Updated: Apr 11
INGREDIENTS FOR THE DOGS
· Eight ¼ LBS. Knockwurst or Large (1/4 LBS.) Kosher Hot Dogs
· 8 Hot Dog Buns.
· 8 Slices of Bacon
· 2 Avocados, Peeled, Pitted and Sliced Thin.
· 1 Cup of Crumbled Potato Chips. I prefer BBQ flavored but Plain works too.
· ½ Cup of Sliced Pickled Jalapenos.
· Mayonnaise in a squeeze bottle
· A few Sprigs of Fresh Cilantro
· 1 8 Ounce can of Pinto Beans, rinsed and drained and mixed with 2 TSP. Spice Spice Baby’s Bring on the Sazon seasoning
INGREDIENTS FOR THE PICO DE GALLO:
· 1 Large Beefsteak Tomato, Diced.
· ½ of a Sweet Yellow Onion (like a Vidalia), Peeled and Diced.
· 2 TBS Minced Garlic
· ¼ Cup of Lime Juice or 1 Fresh Lime-Juiced.

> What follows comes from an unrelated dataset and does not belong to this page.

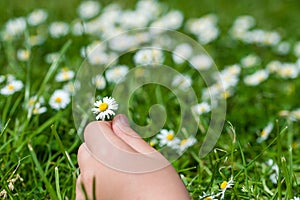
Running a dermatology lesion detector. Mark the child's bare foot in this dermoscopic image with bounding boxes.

· 2 TBS Fresh Chopped Cilantro
· 1 TSP Salt
· ½ Small Fresh Jalapeno or Serano Pepper-De-Seeded and Minced (Optional).
· 1 TBS. Spice Spice Baby’s South by Southwest Seasoning
1. In a large mixing bowl, combine all the ingredients for the Pico De Gallo. You can make the Pico up to 8 hours in advance of serving, I prefer to do it an hour or two in advance. That way the ingredients stay crisp and fresh while allowing the flavor to develop properly.
2. Turn on the Grill to a medium heat.
3. Take one slice of the bacon and wrap it around the middle of the hot dog. (You might prefer two slices per dog). I use toothpicks that I have soaked in water to hold the bacon in place when I grill.
4. Grill the wrapped dogs on the grill. Turning after about 7 minutes. They will need a total of 15-20 minutes on the grill for the Turkey Bacon to cook all the way through.
5. Grill the buns for about 30 seconds on the grill.
6. Remove the toothpicks from the dogs.
7. Assemble the Dogs as Follows: Bun, Beans, Wrapped Dog, Avocados, Pico De Gallo, Chips, Jalapenos, Cilantro Sprigs and then Mayo.